I urged my resident to put it behind her, told her there was nothing else she could do. Then my gynecology rotation ended two weeks later. I'm still not sure whether she has ever forgiven herself.
Most doctors go into medicine, on some level, to help others. However, most doctors are also rational people. Yes, they don't want to lose their livelihood and source of income. Yes, they don't like to be wrong. But when they make a mistake, most doctors know that they've erred, have learned from it, already feel terrible enough about it, and can't do anything to change what they did. Why should they then go around discussing it?

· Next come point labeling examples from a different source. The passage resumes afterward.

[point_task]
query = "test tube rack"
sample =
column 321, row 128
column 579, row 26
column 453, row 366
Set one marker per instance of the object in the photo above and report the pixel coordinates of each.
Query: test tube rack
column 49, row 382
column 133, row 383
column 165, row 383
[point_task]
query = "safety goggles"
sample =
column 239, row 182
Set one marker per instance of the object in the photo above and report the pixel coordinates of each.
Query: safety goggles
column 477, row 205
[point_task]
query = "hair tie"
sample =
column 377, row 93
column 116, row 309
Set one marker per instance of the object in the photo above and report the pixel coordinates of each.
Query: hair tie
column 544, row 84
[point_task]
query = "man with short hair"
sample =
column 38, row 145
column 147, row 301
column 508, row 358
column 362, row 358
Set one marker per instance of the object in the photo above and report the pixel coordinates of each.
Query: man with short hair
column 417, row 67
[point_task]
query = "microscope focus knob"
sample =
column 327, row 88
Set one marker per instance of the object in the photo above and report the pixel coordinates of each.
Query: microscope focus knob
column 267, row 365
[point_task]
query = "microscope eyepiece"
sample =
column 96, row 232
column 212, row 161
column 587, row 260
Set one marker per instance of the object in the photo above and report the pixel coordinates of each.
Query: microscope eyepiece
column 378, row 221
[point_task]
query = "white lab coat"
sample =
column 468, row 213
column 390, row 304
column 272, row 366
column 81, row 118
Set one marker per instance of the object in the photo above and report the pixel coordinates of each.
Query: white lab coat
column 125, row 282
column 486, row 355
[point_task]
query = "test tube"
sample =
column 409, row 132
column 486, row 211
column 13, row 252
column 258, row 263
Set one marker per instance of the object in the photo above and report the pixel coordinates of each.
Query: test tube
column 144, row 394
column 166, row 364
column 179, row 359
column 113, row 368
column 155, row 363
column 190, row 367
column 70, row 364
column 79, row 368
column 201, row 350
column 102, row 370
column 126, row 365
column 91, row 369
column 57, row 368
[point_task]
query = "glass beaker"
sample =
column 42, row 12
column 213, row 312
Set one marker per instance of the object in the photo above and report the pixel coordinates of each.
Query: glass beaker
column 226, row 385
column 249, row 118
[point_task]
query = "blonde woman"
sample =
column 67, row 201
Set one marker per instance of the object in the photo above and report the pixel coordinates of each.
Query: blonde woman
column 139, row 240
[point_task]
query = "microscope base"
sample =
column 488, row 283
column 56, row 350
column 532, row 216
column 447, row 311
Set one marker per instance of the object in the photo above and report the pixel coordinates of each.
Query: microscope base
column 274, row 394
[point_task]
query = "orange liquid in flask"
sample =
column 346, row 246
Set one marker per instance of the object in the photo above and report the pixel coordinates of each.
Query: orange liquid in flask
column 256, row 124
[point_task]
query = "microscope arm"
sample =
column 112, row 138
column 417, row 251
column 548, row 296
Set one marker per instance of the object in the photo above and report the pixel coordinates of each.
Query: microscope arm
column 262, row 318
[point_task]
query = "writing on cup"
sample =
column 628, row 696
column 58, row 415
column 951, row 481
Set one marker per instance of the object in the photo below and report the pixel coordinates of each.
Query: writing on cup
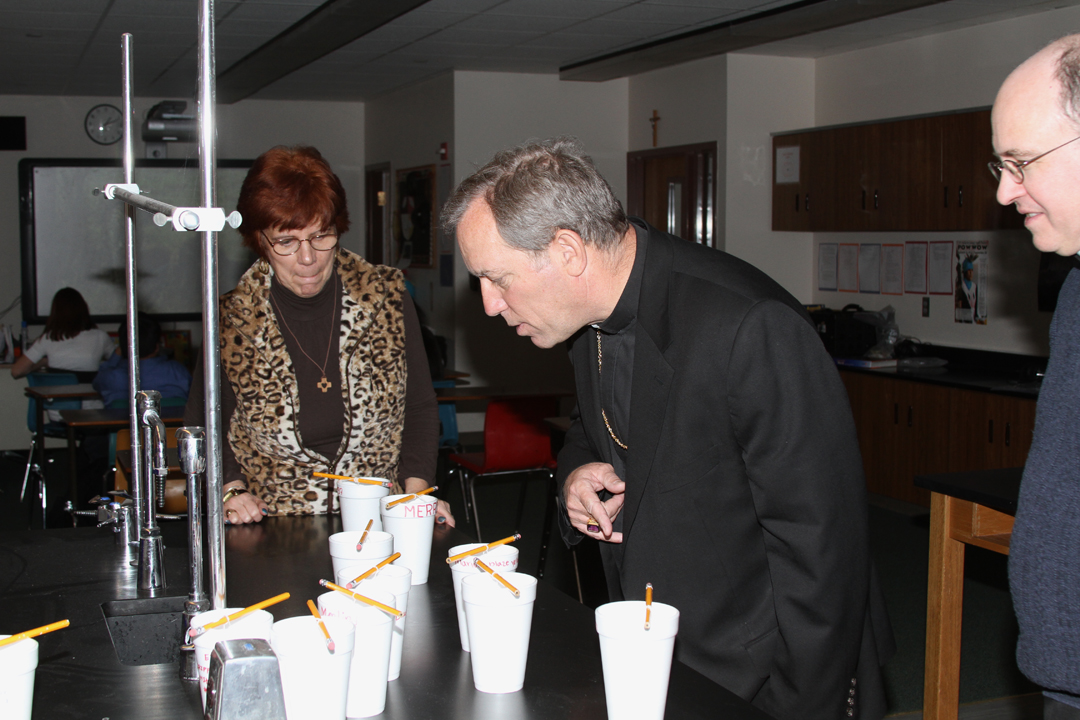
column 418, row 511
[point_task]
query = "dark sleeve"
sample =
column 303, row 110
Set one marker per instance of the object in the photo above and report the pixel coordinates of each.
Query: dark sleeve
column 194, row 415
column 420, row 432
column 791, row 415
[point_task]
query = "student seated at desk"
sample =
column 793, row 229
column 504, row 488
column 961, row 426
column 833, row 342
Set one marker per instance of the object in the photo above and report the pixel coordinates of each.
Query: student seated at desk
column 156, row 371
column 71, row 342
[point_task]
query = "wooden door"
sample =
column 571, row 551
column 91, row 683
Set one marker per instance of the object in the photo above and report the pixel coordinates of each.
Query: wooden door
column 674, row 189
column 377, row 216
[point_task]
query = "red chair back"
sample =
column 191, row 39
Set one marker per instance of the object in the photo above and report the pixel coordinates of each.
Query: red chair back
column 515, row 434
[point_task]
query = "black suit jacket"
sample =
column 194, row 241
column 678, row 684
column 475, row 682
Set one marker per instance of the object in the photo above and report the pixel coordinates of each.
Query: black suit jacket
column 745, row 502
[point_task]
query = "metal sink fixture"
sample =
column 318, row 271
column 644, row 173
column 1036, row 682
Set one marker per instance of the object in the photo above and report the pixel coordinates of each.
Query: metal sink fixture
column 146, row 630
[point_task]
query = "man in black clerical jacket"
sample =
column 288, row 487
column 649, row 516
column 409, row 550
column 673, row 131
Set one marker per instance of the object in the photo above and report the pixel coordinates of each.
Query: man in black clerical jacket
column 712, row 452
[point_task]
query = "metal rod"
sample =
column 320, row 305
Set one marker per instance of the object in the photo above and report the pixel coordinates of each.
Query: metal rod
column 144, row 203
column 138, row 469
column 207, row 166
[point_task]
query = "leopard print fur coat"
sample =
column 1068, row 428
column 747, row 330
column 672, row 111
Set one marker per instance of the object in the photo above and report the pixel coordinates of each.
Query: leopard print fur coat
column 264, row 431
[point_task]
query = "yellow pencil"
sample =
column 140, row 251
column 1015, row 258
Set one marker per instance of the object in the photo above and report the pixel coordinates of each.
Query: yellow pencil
column 370, row 571
column 322, row 625
column 35, row 633
column 196, row 632
column 360, row 543
column 355, row 596
column 480, row 564
column 483, row 548
column 412, row 497
column 362, row 480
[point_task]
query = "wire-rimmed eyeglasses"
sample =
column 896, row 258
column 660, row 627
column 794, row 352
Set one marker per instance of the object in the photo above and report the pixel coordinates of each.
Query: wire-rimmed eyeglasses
column 1015, row 170
column 288, row 244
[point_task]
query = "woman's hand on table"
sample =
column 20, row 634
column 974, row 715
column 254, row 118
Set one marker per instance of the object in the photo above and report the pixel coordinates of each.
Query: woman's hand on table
column 244, row 507
column 443, row 515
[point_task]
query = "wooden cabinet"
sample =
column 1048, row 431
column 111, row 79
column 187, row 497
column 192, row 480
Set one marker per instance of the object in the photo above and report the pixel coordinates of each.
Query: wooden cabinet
column 908, row 428
column 910, row 174
column 989, row 431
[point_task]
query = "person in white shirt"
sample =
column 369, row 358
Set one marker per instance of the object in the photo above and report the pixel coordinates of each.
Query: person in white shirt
column 71, row 342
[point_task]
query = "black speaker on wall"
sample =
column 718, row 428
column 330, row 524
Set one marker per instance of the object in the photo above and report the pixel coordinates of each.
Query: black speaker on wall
column 13, row 133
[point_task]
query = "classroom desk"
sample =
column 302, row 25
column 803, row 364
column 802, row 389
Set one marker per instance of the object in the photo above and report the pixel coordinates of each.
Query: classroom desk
column 485, row 393
column 973, row 508
column 110, row 419
column 68, row 573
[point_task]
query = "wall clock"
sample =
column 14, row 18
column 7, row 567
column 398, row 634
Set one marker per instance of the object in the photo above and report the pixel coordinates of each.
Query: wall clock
column 104, row 124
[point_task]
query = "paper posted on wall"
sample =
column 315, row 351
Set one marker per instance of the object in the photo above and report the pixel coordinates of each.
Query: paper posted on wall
column 972, row 281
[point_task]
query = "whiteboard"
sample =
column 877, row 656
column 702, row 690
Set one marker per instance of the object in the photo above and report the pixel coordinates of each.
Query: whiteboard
column 72, row 238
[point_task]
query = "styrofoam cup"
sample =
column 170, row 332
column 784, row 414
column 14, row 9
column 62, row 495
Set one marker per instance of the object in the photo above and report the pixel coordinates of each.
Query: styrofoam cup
column 315, row 682
column 18, row 664
column 360, row 503
column 396, row 580
column 412, row 525
column 253, row 625
column 377, row 547
column 370, row 655
column 637, row 662
column 499, row 627
column 501, row 559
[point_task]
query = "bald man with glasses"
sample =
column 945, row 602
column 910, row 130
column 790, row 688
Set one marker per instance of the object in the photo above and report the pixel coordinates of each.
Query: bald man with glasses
column 1036, row 123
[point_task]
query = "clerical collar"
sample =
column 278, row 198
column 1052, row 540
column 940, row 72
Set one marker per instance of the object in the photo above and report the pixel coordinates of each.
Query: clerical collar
column 625, row 310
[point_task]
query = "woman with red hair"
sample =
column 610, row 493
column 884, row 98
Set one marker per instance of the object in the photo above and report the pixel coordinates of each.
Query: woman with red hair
column 323, row 367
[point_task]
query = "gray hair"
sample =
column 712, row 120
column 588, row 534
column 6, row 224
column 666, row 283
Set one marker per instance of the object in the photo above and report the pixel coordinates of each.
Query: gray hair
column 538, row 188
column 1067, row 72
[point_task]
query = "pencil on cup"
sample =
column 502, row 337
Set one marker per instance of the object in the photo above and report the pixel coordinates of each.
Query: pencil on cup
column 196, row 632
column 483, row 566
column 360, row 543
column 370, row 571
column 356, row 596
column 412, row 497
column 322, row 625
column 483, row 548
column 35, row 633
column 362, row 480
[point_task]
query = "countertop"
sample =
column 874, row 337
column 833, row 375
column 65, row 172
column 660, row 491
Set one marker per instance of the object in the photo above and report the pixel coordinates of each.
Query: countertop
column 51, row 574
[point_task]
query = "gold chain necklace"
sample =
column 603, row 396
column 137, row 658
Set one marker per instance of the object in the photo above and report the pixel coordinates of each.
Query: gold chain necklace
column 599, row 370
column 323, row 384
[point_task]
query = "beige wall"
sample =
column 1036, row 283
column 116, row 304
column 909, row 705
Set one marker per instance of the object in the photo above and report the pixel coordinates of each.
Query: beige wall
column 945, row 71
column 494, row 110
column 405, row 128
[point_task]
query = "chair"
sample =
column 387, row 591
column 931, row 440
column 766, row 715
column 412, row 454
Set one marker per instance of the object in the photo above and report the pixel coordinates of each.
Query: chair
column 516, row 440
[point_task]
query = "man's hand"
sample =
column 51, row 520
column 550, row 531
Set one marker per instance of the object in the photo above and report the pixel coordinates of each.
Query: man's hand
column 583, row 503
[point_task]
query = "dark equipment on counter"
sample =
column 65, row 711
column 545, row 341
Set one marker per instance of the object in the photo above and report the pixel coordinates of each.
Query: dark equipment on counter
column 842, row 334
column 244, row 682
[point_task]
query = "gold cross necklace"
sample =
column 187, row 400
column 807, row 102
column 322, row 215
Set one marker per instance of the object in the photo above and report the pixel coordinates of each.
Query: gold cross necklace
column 323, row 384
column 599, row 370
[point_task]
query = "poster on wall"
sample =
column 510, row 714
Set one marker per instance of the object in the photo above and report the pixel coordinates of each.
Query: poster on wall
column 415, row 216
column 972, row 279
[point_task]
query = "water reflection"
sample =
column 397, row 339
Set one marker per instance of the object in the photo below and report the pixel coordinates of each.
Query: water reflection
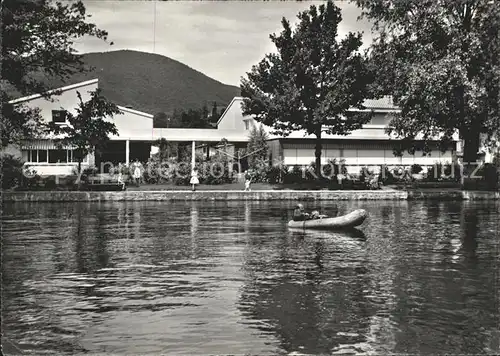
column 211, row 278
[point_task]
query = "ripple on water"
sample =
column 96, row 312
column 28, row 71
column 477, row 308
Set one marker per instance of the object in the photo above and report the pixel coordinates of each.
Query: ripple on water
column 230, row 278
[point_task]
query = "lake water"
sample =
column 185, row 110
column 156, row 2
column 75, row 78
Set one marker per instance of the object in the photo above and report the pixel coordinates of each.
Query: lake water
column 230, row 278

Of course, one answer to this question is that lifting the shroud of silence would allow those doctors too intimidated by its tradition to finally relieve themselves of the burden of carrying around past mistakes. An environment in which failure can be openly and honestly discussed would allow people to get the guilt off their shoulders of events long past.
And the truth is, patients do die because of mistakes made in the hospital. These mistakes are made, at one point or another, by everyone. Nobody doubts that these people are trying their best, sincerely doing everything they can for their patients. But every great once in a while, something happens, and once it has, the terrible results cannot be undone. The number of deaths reported by the Institute for Medicine is tragic, and I do believe that something should be done to shrink that number, to save more lives.
But I'm not sure that the answer lies in having to tell the whole world that you misplaced a skin sample, or sliced a ureter. The culture of secrecy is there for a reason. When dealing with people's lives in a field that focuses almost exclusively on what you do wrong and not what you do right, it's hard enough to accept that you might have made a mistake, let alone know that your colleagues and perhaps the world at large are judging you as well.
In my short medical career, I don't think I've ever met a doctor who didn't have a story of some type about a mistake gone unnoticed. Nor do I think I know one who doesn't still carry it around inside today.